Another interesting result of the degu experiment is the effect being raised by one parent had on the pups. Those who had just one parent were more aggressive and impulsive than those raised by two. This theory was supported by Rosie Taylor in her Daily Mail article and Usalki, who stated in his report, ‘Comparison of Single and Two Parents Children in terms of Behavioral Tendencies’ , that the most ‘common problems seen in single parent families’ children are depression, stress, loneliness, aggression, compliance, smoke, alcohol and narcotics’. To help further support the argument that children need two parents, Usalki goes on to show five different research bodies who have shown that, generally, 'two parent families have better cognitive and behavioral outcomes compared with children who have ever lived in single-parent families'. This disruptive behaviour will come from a weakened relationship with the single parent (for reasons mentioned throughout) and from a feeling of guilt over the divorce and confusion as to why they no longer see the dad they were previously raised by. These feelings can disappear over time, but, at least in my case, there is always an underlying feeling of hurt that can affect normal day to day behaviour. This instability can affect their ability to feel emotionally close to their fathers or feel they can turn to them in order to discuss problems that they may not be able to speak to their mothers about. This frustration and confusion can quickly turn into aggressive, violent behaviour. A report by Patrick F Fagan and Aaron Churchill  explained the results of an experiment by David P Farrington, Professor of Criminology at Cambridge, who found that those who experienced divorce before the age of 10 were more likely to experience adolescent delinquency and adult criminality. As they grow up, adolescents will display more antisocial and violent behaviour than adolescents brought up in ‘intact families’ (Breivik K and Olweus D).

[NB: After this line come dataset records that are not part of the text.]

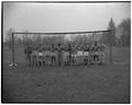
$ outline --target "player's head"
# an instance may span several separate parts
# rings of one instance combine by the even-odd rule
[[[58,47],[61,47],[61,44],[58,44]]]

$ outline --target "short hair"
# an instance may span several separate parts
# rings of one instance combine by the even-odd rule
[[[58,44],[58,46],[61,46],[61,44]]]

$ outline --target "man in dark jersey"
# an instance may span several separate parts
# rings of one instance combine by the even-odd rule
[[[51,50],[51,51],[52,51],[52,54],[53,54],[53,55],[52,55],[52,63],[54,65],[54,63],[55,63],[55,60],[56,60],[56,57],[55,57],[55,55],[54,55],[54,54],[55,54],[55,46],[54,46],[54,44],[52,44],[52,50]]]
[[[31,66],[31,61],[32,61],[32,58],[31,58],[32,47],[29,45],[29,43],[28,43],[28,46],[24,49],[24,54],[26,56],[26,61],[28,61],[29,66]]]
[[[72,63],[72,45],[68,44],[68,51],[69,51],[69,65]]]
[[[61,46],[61,44],[58,44],[57,51],[58,51],[58,55],[57,55],[58,66],[62,66],[62,46]]]

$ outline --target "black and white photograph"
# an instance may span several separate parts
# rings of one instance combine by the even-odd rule
[[[130,104],[131,1],[1,1],[1,103]]]

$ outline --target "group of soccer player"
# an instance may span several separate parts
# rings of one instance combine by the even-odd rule
[[[42,45],[37,47],[32,46],[31,54],[29,55],[31,62],[31,55],[33,56],[34,50],[37,50],[37,55],[34,55],[34,61],[41,62],[43,65],[103,65],[105,63],[105,48],[106,46],[100,43],[90,44],[51,44]],[[37,56],[37,57],[36,57]]]

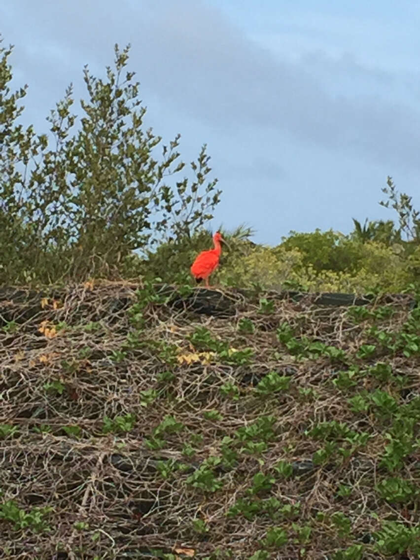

 Wang S (2009) 'This Is Your Brain Without Dad', The Wall Street Journal
 Usalki H (2013) 'Comparison of Single and Two Parents Children in terms of Behavioral Tendencies', International Journal of Humanities and Social Science, pg 256-269
 Fagan P and Churchill A (2012) 'The Effects of Divorce on Children', Marri Research
 Farrington D (1990), 'Implications of Criminal Career Research for the Prevention of Offending', Journal of Adolescence 13: 93-113.
We appreciate that marriages break down and that, sometimes, people have no other choice than to walk away. We’re not against this, in fact we know many people raised by divorced parents leading healthy, happy lives. The main factor is that both parents work together as the unit they once were for the sake of the child. We’re not saying it won’t be difficult, especially as you work your way through the divorce proceedings, but putting on a strong face for your children is vital for their upbringing – an opinion echoed by hundreds of dads on our Facebook page who are desperate to see their children again! At one point, they were considered great partners, but as soon as the marriage or relationship breaks down, they are forced to see their children for just a few days every other week.